Auriemma inizia a raccontare qual è il senso e l’obiettivo del lavoro del giornalista,una vocazione più che un mestiere vero e proprio, in cui gli elementi imprescindibili sono volontà, coraggio e passione. Nell’era di Internet, bisogna cercare sempre di essere il più professionale possibile, perchè è facile cadere nella tentazione di fornire una rappresentazione poco veritiera di un evento o di un fatto, mentre per il giornalismo televisivo, le difficoltà aumentano, perchè oltre al racconto degli avvenimenti, bisogna anche avere la capacità di tener vivo l’interesse dello spettatore e quindi di coinvolgerlo in ciò che si sta narrando e ancora più complicato è il giornalismo radiofonico, dove il cronista deve addirittura far immaginare l’evento all’ascoltatore.

Il giornalista sportivo di Mediaset Premium, diventato famoso per le sue telecronache variopinte delle partite del Napoli, si sofferma poi su un aspetto importante, ovvero “i bambini”. Le sue telecronache sono così particolari proprio per catturare l’attenzione dei bambini, e quindi ecco spiegato il motivo dei vari nomignoli da lui coniati, come “il pirata Morgan”, attribuito all’estremo difensore De Sanctis. In questo modo, si viene a creare un connubio tra il mondo delle fiabe e quello del calcio, che crea una magia intorno ad una semplice partita di pallone che ci fa dimenticare, per un po’, tutti i problemi che da anni attanagliano il nostro calcio.

A conclusione dell’incontro, il Prof. Dini fornisce anch’egli una riflessione sul calcio e sul tifo, definendo quest’ultimo con un’ espressione ossimorica (malattia buona) che spiega al meglio un elemento che nel mondo dello sport è fondamentale, se è caratterizzato da valori positivi, come la passione e il senso di appartenenza ad una squadra e ad un territorio, e se isola tutti quelle persone che utilizzano il calcio e gli stadi per sferrarsi contro i tifosi avversari e le forze dell’ordine.
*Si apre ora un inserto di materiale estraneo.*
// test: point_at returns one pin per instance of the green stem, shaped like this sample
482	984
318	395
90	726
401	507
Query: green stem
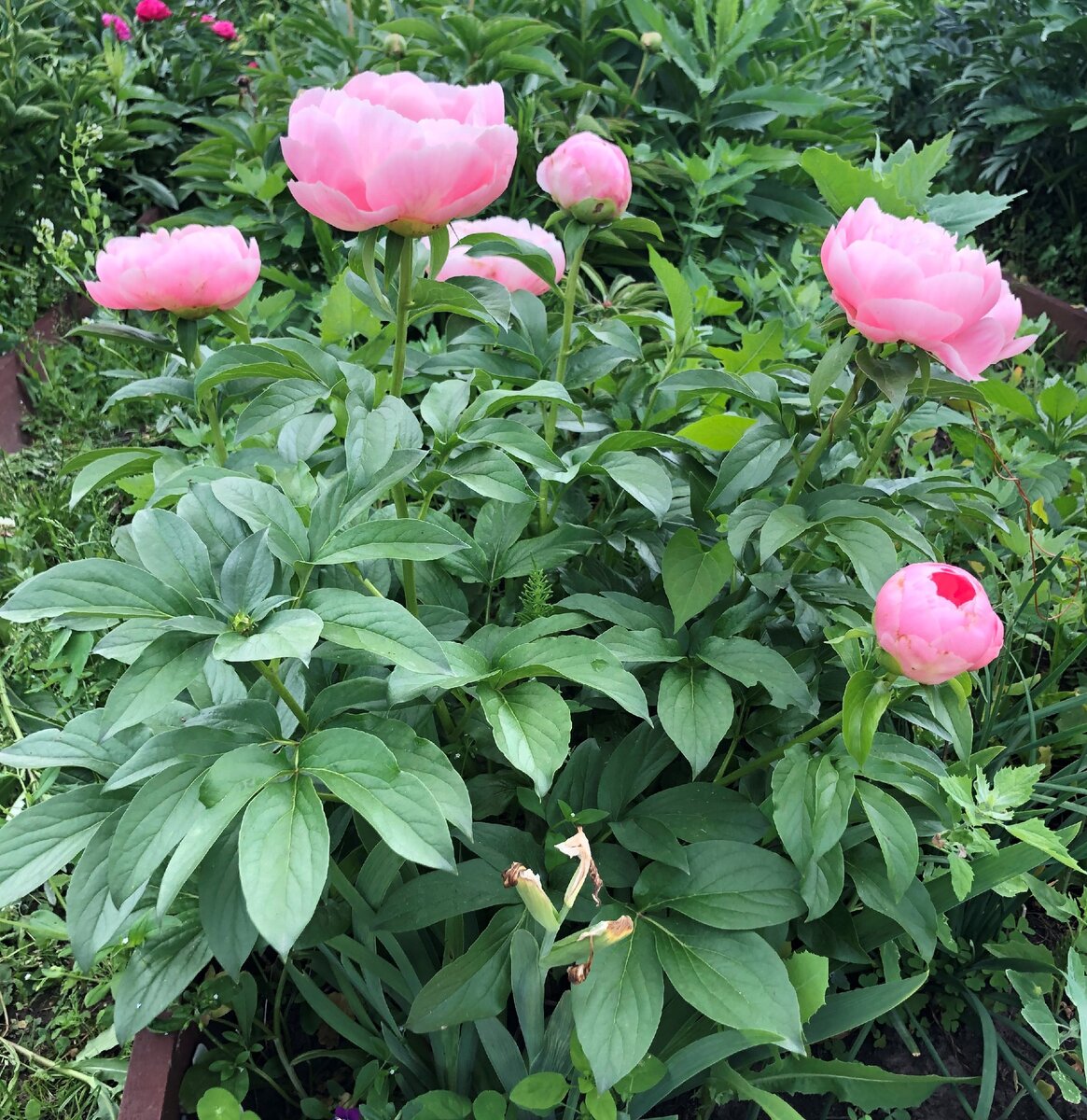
879	448
280	689
399	362
841	415
7	714
773	755
550	410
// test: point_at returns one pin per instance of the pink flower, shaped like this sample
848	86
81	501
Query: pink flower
191	272
150	11
587	176
936	621
905	280
509	272
391	149
121	29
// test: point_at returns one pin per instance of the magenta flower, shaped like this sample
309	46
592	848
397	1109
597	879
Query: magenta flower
506	270
391	149
905	280
587	176
151	11
121	29
190	272
936	622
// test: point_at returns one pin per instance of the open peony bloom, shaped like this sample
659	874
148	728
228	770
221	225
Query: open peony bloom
587	176
392	149
936	622
509	272
190	272
121	29
150	11
905	280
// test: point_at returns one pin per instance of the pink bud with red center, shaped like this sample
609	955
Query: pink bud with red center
151	11
121	29
506	270
589	177
906	280
936	622
190	272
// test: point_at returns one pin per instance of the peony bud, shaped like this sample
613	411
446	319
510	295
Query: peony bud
588	177
936	622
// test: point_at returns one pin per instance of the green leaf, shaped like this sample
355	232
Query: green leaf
693	578
810	975
870	549
152	826
105	589
729	885
158	973
867	698
718	432
895	833
752	665
359	770
580	660
695	709
676	290
263	507
842	185
846	1011
617	1008
868	1086
164	669
40	840
380	626
812	799
539	1092
732	978
1039	835
388	540
532	728
475	986
284	860
282	634
830	367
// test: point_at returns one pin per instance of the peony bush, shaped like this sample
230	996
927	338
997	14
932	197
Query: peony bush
572	693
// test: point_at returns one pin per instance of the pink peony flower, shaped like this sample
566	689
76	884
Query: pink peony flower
150	11
191	272
121	29
587	176
936	621
391	149
509	272
905	280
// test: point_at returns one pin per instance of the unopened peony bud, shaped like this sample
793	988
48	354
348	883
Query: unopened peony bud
532	894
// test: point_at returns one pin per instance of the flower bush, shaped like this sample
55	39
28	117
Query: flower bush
497	673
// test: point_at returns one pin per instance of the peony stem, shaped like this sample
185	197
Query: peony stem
550	409
399	362
836	421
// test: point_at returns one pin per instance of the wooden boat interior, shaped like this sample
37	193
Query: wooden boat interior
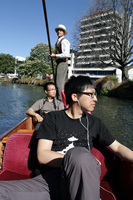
18	161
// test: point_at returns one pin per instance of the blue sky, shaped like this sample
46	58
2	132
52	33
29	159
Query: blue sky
22	23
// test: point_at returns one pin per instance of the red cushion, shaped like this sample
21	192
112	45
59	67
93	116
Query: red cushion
16	153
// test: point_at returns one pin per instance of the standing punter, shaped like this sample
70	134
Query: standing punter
61	56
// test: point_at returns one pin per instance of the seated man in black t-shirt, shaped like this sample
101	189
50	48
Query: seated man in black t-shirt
65	139
41	107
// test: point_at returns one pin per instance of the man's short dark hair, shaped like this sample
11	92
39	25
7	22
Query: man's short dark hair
76	85
45	87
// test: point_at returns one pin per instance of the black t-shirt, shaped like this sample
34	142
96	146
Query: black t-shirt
67	133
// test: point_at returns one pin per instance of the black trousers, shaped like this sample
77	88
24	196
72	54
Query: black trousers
78	179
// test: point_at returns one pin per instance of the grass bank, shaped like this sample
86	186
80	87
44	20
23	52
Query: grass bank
108	86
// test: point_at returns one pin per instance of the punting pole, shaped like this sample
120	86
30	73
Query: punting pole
46	21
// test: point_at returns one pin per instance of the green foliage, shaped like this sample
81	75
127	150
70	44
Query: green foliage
105	91
7	63
37	63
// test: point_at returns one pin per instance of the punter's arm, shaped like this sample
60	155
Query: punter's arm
31	112
46	156
122	151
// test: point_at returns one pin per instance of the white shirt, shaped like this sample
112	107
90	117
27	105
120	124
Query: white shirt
65	47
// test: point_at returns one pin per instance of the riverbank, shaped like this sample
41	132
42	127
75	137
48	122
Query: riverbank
107	86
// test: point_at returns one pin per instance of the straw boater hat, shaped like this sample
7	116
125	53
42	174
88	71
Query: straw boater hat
60	26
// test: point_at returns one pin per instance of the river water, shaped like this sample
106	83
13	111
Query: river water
117	114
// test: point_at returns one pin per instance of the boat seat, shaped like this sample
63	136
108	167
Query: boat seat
19	157
20	161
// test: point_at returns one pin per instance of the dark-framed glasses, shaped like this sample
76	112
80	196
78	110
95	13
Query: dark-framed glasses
91	94
52	89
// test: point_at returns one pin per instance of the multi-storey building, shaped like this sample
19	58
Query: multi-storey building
95	42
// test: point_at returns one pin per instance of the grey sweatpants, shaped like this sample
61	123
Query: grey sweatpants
80	180
61	71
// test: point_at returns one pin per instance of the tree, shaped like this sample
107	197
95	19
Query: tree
37	63
117	15
7	63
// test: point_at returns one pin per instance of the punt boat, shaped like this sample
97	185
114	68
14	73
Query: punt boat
116	181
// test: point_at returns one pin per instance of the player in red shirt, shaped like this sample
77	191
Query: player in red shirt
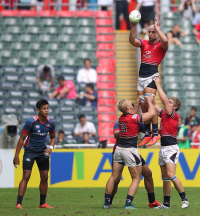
126	153
169	151
152	53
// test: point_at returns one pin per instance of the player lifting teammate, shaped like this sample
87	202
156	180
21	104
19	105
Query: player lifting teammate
152	53
126	152
169	151
35	130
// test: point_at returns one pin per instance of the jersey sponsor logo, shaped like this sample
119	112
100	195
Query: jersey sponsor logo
134	116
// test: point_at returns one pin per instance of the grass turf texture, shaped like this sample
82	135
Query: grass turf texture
88	201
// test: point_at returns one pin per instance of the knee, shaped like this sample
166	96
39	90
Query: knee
44	177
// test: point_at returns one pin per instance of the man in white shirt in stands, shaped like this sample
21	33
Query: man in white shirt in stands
84	130
87	74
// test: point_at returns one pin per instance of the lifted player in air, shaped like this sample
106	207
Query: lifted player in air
126	152
152	53
35	130
146	172
169	151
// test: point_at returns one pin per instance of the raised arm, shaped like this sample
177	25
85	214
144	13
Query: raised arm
161	35
151	110
163	96
132	37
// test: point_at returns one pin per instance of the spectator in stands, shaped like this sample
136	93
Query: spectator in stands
194	134
66	89
90	97
188	9
147	8
192	117
183	140
61	138
174	35
87	74
122	8
45	78
84	130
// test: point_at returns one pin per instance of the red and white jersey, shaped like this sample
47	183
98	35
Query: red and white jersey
129	125
151	57
168	128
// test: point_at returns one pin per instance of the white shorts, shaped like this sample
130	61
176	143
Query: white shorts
144	82
169	154
127	156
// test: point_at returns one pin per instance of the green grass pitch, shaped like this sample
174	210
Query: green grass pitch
88	202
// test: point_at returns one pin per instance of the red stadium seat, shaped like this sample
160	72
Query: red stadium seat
105	54
105	85
105	30
106	78
104	14
46	13
105	132
85	14
9	13
107	117
105	38
107	62
104	22
106	101
110	140
28	13
65	13
106	126
105	70
106	94
106	46
106	109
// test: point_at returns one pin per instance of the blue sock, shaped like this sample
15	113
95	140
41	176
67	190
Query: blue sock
129	200
42	198
166	201
107	199
147	130
155	129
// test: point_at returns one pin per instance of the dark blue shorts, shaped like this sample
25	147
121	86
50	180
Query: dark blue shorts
41	160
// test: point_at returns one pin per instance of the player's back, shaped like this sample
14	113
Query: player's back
128	125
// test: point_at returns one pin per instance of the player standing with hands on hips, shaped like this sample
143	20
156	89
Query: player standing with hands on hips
169	151
35	130
152	53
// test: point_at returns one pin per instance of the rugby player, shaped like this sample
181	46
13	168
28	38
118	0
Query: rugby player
169	151
35	131
152	53
126	153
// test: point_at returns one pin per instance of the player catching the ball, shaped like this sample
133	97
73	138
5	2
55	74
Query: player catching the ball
152	53
35	130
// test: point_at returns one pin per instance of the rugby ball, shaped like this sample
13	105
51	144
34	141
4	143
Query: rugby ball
135	16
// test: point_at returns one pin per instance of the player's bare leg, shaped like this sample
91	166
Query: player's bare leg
112	182
149	185
43	189
22	187
135	173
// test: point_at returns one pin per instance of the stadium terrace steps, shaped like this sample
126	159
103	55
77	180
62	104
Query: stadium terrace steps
126	67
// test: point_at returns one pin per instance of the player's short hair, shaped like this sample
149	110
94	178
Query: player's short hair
61	78
81	116
41	102
46	68
61	131
122	105
90	85
87	59
177	103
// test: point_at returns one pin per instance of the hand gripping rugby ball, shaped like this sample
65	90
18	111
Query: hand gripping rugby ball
135	16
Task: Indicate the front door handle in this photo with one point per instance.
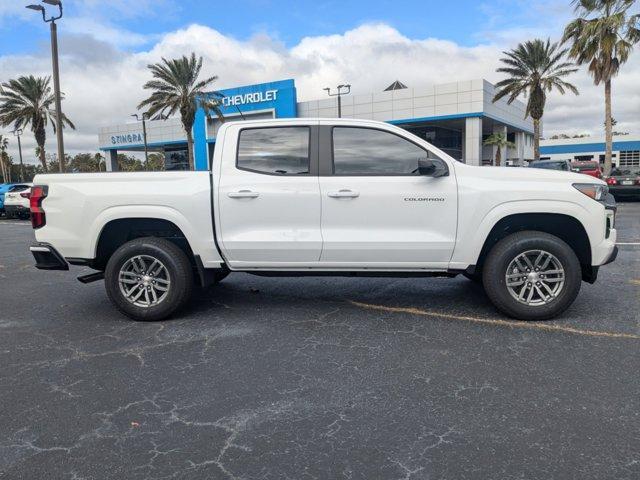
(243, 194)
(344, 194)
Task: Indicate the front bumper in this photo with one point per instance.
(47, 257)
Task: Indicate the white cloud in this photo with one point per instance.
(104, 84)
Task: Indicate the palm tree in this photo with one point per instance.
(28, 101)
(4, 144)
(535, 68)
(500, 141)
(603, 36)
(176, 89)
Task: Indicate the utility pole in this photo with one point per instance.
(18, 132)
(145, 117)
(56, 72)
(341, 90)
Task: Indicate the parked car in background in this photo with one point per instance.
(16, 201)
(624, 183)
(562, 165)
(6, 187)
(587, 168)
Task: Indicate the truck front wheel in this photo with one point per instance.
(532, 276)
(148, 278)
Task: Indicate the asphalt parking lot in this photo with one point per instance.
(317, 378)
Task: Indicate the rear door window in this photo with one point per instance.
(274, 150)
(367, 151)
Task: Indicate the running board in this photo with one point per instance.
(92, 277)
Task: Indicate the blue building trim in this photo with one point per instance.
(589, 147)
(141, 145)
(457, 116)
(436, 118)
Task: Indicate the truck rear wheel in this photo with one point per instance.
(149, 278)
(532, 276)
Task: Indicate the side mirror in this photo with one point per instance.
(433, 167)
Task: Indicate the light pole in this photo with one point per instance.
(145, 117)
(341, 90)
(18, 132)
(56, 71)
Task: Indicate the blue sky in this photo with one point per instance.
(138, 23)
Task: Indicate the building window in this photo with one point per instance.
(629, 158)
(274, 150)
(176, 159)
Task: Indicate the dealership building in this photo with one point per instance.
(456, 117)
(626, 150)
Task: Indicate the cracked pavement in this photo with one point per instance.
(299, 379)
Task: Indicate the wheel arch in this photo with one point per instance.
(566, 227)
(118, 231)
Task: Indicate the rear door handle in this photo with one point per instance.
(243, 194)
(344, 194)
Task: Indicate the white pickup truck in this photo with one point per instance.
(327, 197)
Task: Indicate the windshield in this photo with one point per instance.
(628, 172)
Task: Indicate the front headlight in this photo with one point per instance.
(596, 191)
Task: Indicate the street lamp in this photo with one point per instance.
(145, 117)
(56, 70)
(341, 90)
(18, 132)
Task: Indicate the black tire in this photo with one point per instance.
(177, 265)
(506, 250)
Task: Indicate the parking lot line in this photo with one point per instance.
(500, 323)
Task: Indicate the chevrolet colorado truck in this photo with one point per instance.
(327, 197)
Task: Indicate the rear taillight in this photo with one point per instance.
(38, 194)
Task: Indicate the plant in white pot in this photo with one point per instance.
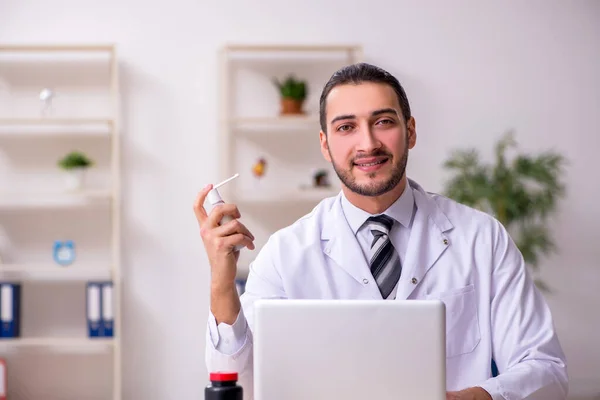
(75, 164)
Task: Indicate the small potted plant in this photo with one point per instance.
(293, 93)
(75, 164)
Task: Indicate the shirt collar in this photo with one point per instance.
(401, 210)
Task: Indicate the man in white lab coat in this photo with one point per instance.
(385, 237)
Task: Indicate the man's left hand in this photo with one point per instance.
(475, 393)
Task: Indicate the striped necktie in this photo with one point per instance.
(385, 262)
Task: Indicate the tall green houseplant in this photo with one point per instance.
(522, 193)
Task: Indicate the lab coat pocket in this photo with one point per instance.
(462, 323)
Ovviamente, le ultime battute dell’incontro sono riservate alle curiosità degli studenti, che vogliono conoscere il futuro di Lavezzi, un giudizio sull’allenatore Mazzarri, elogiato dal giornalista per i risultati ottenuti negli ultimi 3 anni, e un parere sul giovane talento Insigne, questa stagione in prestito al Pescara di Zeman.

Insomma, un bell’incontro offerto agli studenti dall’Università di Salerno, con un giornalista affermato già da diversi anni, che con il proprio stile di racconto ha acquisito una grande riconoscibilità, anche da parte di chi non segue gli azzurri.